Can you adjust the dose yourself?
Dose adjustments should only occur under medical supervision within approved research protocols. Self-adjustment risks disrupting study validity and potentially causing adverse effects from excessive NNMT inhibition or inadequate NAD+ modulation.
What time of day should you take it?
Most research protocols recommend morning administration on an empty stomach, 30-60 minutes before breakfast. This timing aligns with natural circadian NAD+ fluctuations and optimizes absorption while minimizing potential food interactions.
What if you miss a dose?
Take the missed dose within 8-12 hours if possible, given the compound's half-life. If more than 12 hours have elapsed, skip the missed dose and resume the regular schedule. Never double up on doses to compensate for missed administrations.
Do men and women use the same dose?
Current research protocols typically use the same dosing ranges for both sexes, though some studies suggest women may require 10-20% lower doses due to differences in body composition and NNMT expression patterns. Individual response monitoring remains more important than sex-based adjustments.
How long should you take 5-Amino-1MQ?
Research study durations vary from 8 weeks to 12 months depending on endpoints.

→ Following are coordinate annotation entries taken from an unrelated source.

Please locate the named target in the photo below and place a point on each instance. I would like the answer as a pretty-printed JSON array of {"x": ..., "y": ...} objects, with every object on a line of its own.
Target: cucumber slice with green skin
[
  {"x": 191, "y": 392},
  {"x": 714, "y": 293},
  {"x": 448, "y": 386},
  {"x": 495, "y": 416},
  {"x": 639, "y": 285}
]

Long-term use beyond research protocols is not recommended due to limited safety data and unknown effects of chronic NNMT inhibition.
Is a higher dose more effective?
Research suggests a plateau effect around 150-200mg daily, with higher doses providing minimal additional NAD+ elevation while potentially increasing adverse effect risk. Optimal dosing focuses on achieving target biomarker levels rather than maximizing dose amounts.

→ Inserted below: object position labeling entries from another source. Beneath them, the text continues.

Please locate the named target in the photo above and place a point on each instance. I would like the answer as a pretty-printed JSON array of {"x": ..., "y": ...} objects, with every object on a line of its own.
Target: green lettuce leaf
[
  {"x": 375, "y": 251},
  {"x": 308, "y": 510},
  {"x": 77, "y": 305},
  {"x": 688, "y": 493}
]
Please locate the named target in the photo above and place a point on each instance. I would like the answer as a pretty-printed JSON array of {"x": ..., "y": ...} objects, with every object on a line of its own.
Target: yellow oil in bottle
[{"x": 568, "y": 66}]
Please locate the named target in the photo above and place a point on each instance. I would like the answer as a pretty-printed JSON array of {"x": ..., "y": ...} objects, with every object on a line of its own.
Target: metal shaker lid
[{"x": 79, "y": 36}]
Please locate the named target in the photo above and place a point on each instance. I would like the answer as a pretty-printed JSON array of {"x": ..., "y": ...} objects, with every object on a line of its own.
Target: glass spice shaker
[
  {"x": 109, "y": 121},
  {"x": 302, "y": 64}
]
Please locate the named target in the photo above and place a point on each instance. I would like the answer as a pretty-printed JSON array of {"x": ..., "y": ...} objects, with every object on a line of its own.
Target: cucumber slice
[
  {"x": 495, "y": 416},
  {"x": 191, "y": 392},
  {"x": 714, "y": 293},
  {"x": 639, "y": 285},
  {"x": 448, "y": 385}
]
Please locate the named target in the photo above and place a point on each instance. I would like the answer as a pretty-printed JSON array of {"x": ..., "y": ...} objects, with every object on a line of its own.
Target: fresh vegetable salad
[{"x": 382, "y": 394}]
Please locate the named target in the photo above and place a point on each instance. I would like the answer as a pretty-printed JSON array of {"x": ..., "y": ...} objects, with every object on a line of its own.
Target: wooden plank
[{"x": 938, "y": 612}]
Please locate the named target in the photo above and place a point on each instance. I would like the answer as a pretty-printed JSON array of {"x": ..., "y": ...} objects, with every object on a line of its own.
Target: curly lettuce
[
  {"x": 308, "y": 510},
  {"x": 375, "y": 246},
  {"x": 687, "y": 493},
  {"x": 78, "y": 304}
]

Can 5-Amino-1MQ be combined with other NAD+ supplements?
Combination protocols require careful medical supervision and biomarker monitoring to prevent excessive NAD+ elevation. Research has not established safe and effective combination ratios with other NAD+ pathway modulators.
How quickly does 5-Amino-1MQ work?
Biomarker changes typically appear within 1-2 weeks of consistent dosing, with maximal effects observed after 4-6 weeks of administration. Individual response timing varies based on baseline NNMT activity and metabolic status.
References
- Kraus D, et al. "Nicotinamide N-methyltransferase knockdown protects against diet-induced obesity." Nature. 2014;508(7495):258-262. PMID: 24717514
- Ulanovskaya OA, et al. "NNMT promotes epigenetic remodeling in cancer by creating a metabolic methylation sink." Nat Chem Biol. 2013;9(5):300-306. PMID: 23455543
- Komatsu M, et al. "Molecular cloning, functional expression and tissue distribution of human nicotinamide N-methyltransferase." J Biochem. 1997;122(4):663-669. PMID: 9399567
- Pissios P. "Nicotinamide N-Methyltransferase: More Than a Vitamin B3 Clearance Enzyme." Trends Endocrinol Metab. 2017;28(5):340-353. PMID: 28291578
- Hong S, et al. "Nicotinamide N-methyltransferase regulates hepatic nutrient metabolism through Sirt1 protein stabilization." Nat Med. 2015;21(8):887-894. PMID: 26168293
This content is for informational purposes only and does not constitute medical advice. 5-Amino-1MQ is available for research purposes only and is not FDA-approved for therapeutic use. Consult a licensed healthcare provider and ensure compliance with applicable regulations before participating in any research involving investigational compounds.